Thursday, October 31, 2013

The USSR and the EU

Ivan Krastev has a helpful 2012 comparison of the situation of the Soviet Union in its final phase in The European dis-Union: Lessons from the Soviet collapse Eurozine 07/26/2013/(IWM Post Jan-April 2012):

The final and most disturbing lesson coming out of the study of Soviet collapse is that, in times of threats of disintegration, politicians should bet on flexibility and constrain their natural urge for rigidity and enduring solutions (which, if and when they fail, can accelerate the momentum to disintegration). Unfortunately, at present, European decision-makers are trying to save the Union via policy solutions that radically limit both national governments and the public's choices. Accordingly, voters in countries like Italy and Greece can change governments, but they cannot change policies: economic decision-making is de facto removed from electoral politics.
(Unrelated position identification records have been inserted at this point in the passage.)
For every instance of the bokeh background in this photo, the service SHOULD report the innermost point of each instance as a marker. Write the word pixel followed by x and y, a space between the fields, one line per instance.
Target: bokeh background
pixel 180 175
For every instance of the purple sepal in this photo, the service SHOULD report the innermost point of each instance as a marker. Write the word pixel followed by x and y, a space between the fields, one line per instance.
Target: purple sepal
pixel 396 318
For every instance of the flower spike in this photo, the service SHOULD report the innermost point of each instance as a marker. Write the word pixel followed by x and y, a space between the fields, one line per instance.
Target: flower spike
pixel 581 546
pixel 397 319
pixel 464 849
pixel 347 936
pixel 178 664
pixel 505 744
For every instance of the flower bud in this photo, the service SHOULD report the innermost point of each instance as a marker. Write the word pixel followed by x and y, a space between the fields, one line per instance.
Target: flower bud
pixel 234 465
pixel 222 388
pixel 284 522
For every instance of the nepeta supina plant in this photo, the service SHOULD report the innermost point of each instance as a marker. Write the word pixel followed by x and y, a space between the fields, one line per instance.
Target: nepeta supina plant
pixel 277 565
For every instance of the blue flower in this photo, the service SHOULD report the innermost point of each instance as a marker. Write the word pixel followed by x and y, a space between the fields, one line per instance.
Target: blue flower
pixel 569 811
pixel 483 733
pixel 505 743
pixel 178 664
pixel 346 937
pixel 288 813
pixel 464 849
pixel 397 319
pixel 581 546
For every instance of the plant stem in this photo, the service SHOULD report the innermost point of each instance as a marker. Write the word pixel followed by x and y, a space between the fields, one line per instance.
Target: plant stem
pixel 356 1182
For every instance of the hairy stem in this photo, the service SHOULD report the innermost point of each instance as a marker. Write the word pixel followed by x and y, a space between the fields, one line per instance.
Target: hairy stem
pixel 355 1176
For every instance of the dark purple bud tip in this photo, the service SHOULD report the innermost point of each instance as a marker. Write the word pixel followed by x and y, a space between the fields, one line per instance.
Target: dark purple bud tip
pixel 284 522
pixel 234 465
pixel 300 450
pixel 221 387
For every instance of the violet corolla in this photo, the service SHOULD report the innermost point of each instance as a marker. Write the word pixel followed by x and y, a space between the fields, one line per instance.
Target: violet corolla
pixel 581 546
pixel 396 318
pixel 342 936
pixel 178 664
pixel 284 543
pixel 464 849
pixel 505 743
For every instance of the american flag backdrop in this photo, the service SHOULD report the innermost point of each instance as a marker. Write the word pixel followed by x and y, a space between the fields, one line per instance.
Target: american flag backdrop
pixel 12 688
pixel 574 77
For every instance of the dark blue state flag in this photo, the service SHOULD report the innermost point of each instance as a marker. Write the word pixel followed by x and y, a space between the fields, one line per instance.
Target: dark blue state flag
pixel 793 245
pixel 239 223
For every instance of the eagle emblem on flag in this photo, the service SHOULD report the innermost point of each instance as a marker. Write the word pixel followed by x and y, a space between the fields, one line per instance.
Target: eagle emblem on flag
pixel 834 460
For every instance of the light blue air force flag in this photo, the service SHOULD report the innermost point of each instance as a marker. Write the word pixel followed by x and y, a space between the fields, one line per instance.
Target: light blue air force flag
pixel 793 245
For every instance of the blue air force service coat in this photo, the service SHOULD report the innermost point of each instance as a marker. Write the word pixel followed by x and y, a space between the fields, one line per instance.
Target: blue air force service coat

The expectations are that the new politics of fiscal discipline will reduce political pressure on the EU. But while experts can agree or disagree with the pros and cons of the austerity package, what is more important is that rigidity will automatically accelerate the crisis, and thus make the survival of the Union more difficult. Ten years ago, European decision-makers decided not to introduce any mechanism for allowing a country to leave the common currency, so as to make the break-up of the eurozone impossible. It is clear now that this decision has made the eurozone more vulnerable. In a similar manner, the Soviets constructed their Union with the intention of making it unbreakable, but it was this very rigidity that contributed to its falling apart.

The German poet-dissident Wolf Biermann wrote many years ago: "I can only love what I am also free to leave." Today's European policy-makers have forgotten this truth. By following inflexible policies that make the price of exit unbearably high, they are increasing rather than limiting risk. For in a major crisis – as, again, the Soviet collapse teaches – the popular response to "there is no alternative" can readily become – any alternative is better.
The Soviet Union is also an important example of countries that relatively recently experienced the sudden disappearance of a common currency.

And, as Krastev stresses, the Soviet Union was an entity that was generally not considered in danger of immediate disintegration. Until it was:

The first lesson is also a paradox: namely, the belief (backed by economists, and shared by Europe's political class) that the Union cannot disintegrate is also one of the major risks of disintegration. The last years of the Soviet Union are the classic manifestation of this dynamic. The perception that disintegration is "unthinkable" could tempt policy-makers to embrace anti-EU policies or rhetoric for short-term advantage, in the belief that "nothing really bad can happen" in the long term.